The format of the filename is:

    data/S[subject]_[date]_[level]dBSPL_[frequency]Hz
    
That's a very elegantly formatted filename. A bit too elegant to have been created by a scientist. We're going to want to be able to inspect how our subjects are doing on a per-session basis. This is important whenever doing animal psychoacoustics work. You want to track how your animals do throughout the multiple weeks of training and testing to make sure they're not getting tired of the task.

First, let's segue into our [tutorial from a few weeks ago on string formatting](../200128_supplement/). Go ahead and open it up.

Ok, now that you're experts in string formatting, write the code that takes the following variables and computes the formatted `filename`. Once you've done it properly, you should get `data/S1_20191122_60dBSPL_2840Hz.dat`.

In [None]:
subject = 1
date = '20191122'
level = 60
frequency = 2840

# Answer

## Option 1: I'm a crotchety Matlab programmer 
filename = 'data/S' + str(subject) + '_' + date + '_' + str(level) + 'dBSPL_' + str(frequency) + 'Hz.dat'

## Option 2: There's something cool about retro code
filename = 'data/S{}_{}_{}dBSPL_{}Hz.dat'.format(subject, date, level, frequency)

## Option 3: I'm a sleek, modern coder
filename = f'data/S{subject}_{date}_{level}dBSPL_{frequency}Hz.dat'
filename

Now, we are going to write a function with four parameters that computes the filename, loads the data from the file and returns it. What are the steps to creating a function?

* Start with `def` followed by the name of your function. 
* Then, in parenthesis, specify the list of parameters it accepts. Parameters must be separated by a comma.
* Then, starting with the next line, indent your code by a tab or four spaces.
* Most of the code inside the function can be cut-and-pasted from previous answers.
* Don't forget to `return` the result.
* Once you've written your function, call it with `load_data(1, '20191122', 60, 2840)`.

Here's a template you can cut-and-paste:

    def load_data(subject, date, level, frequency):
        # All code indented is part of the function
        ...
        
    # This code is not part of the function because it's not indented
    data = load_data(3, '20191127', 20, 2840)
    data.shape
    
Is the shape `(197, 2)`? Congratulations. You've got it.

Finished early? Great, please put up your **green flag**, then go on to the bonus steps:
* Since we want to manually inspect our data, we will be doing a lot of typing. However, we are primarily interested in performance for a level of 20 dB SPL and frequency of 2840 Hz.
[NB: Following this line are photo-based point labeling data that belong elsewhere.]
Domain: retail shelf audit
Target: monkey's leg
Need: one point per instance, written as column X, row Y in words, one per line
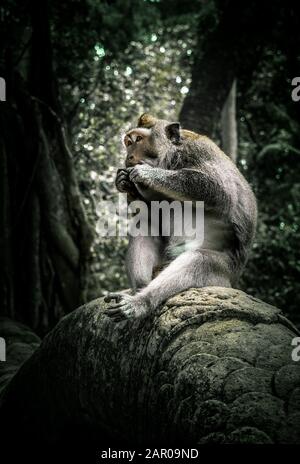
column 142, row 256
column 190, row 269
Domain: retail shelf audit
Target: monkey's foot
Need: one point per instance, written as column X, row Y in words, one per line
column 122, row 306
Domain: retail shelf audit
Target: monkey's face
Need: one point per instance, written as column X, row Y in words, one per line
column 150, row 141
column 139, row 147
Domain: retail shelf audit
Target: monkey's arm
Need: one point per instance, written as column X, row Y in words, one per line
column 125, row 185
column 203, row 184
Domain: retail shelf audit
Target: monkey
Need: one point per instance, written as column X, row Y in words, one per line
column 166, row 162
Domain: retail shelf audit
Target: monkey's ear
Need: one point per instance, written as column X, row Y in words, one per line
column 173, row 132
column 146, row 120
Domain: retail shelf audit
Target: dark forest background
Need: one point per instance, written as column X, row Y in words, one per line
column 78, row 73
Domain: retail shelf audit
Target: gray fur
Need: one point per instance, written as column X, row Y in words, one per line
column 186, row 168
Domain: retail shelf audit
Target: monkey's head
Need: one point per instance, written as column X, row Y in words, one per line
column 151, row 140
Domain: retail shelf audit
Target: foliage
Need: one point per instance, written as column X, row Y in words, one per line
column 270, row 158
column 151, row 75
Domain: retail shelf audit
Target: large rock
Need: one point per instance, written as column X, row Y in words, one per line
column 213, row 365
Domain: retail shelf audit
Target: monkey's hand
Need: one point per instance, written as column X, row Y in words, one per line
column 142, row 173
column 123, row 183
column 122, row 306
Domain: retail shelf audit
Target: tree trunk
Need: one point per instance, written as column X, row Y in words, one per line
column 45, row 237
column 212, row 366
column 229, row 125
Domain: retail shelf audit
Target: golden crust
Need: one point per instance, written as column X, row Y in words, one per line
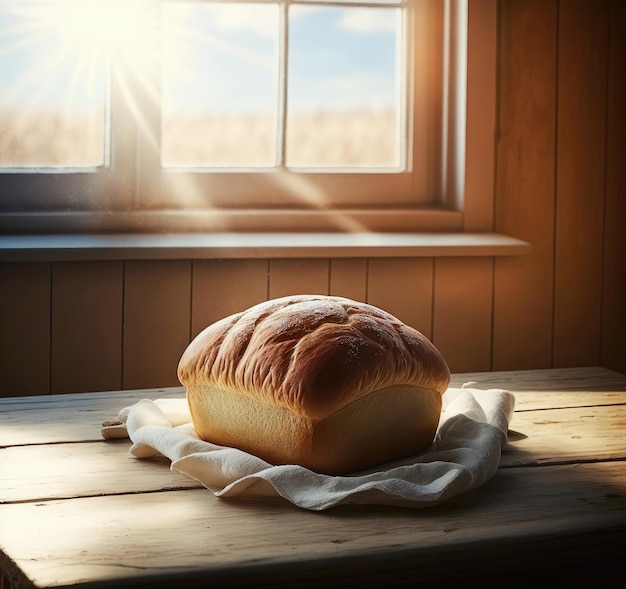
column 312, row 354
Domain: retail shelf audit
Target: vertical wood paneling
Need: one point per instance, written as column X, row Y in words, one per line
column 481, row 125
column 157, row 308
column 298, row 276
column 348, row 278
column 224, row 287
column 462, row 312
column 404, row 288
column 86, row 326
column 581, row 136
column 613, row 345
column 25, row 329
column 525, row 178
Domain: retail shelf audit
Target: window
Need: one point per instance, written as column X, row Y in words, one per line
column 270, row 114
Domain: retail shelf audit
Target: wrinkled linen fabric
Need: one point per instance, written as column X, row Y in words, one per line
column 465, row 454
So, let's make those the *default* values for those parameters. That will allow us to type `load_data(3, '20191127')` instead of `load_data(3, '20191127', 20, 2840)`. Go ahead and do it.

In [None]:
# Answer
def load_data(subject, date, level=20, frequency=2840):
    filename = f'data/S{subject}_{date}_{level}dBSPL_{frequency}Hz.dat'
    data = pd.read_csv(filename, comment=';')
    return data

data = load_data(3, '20191127', 20, 2840)
print(data.shape)

data = load_data(3, '20191127')
print(data.shape)

Now, write a function, `plot_data` that takes two parameters, `axes` and `data`, and plots the data on the provided axes. Use the plotting code we created for the `scatter` plot.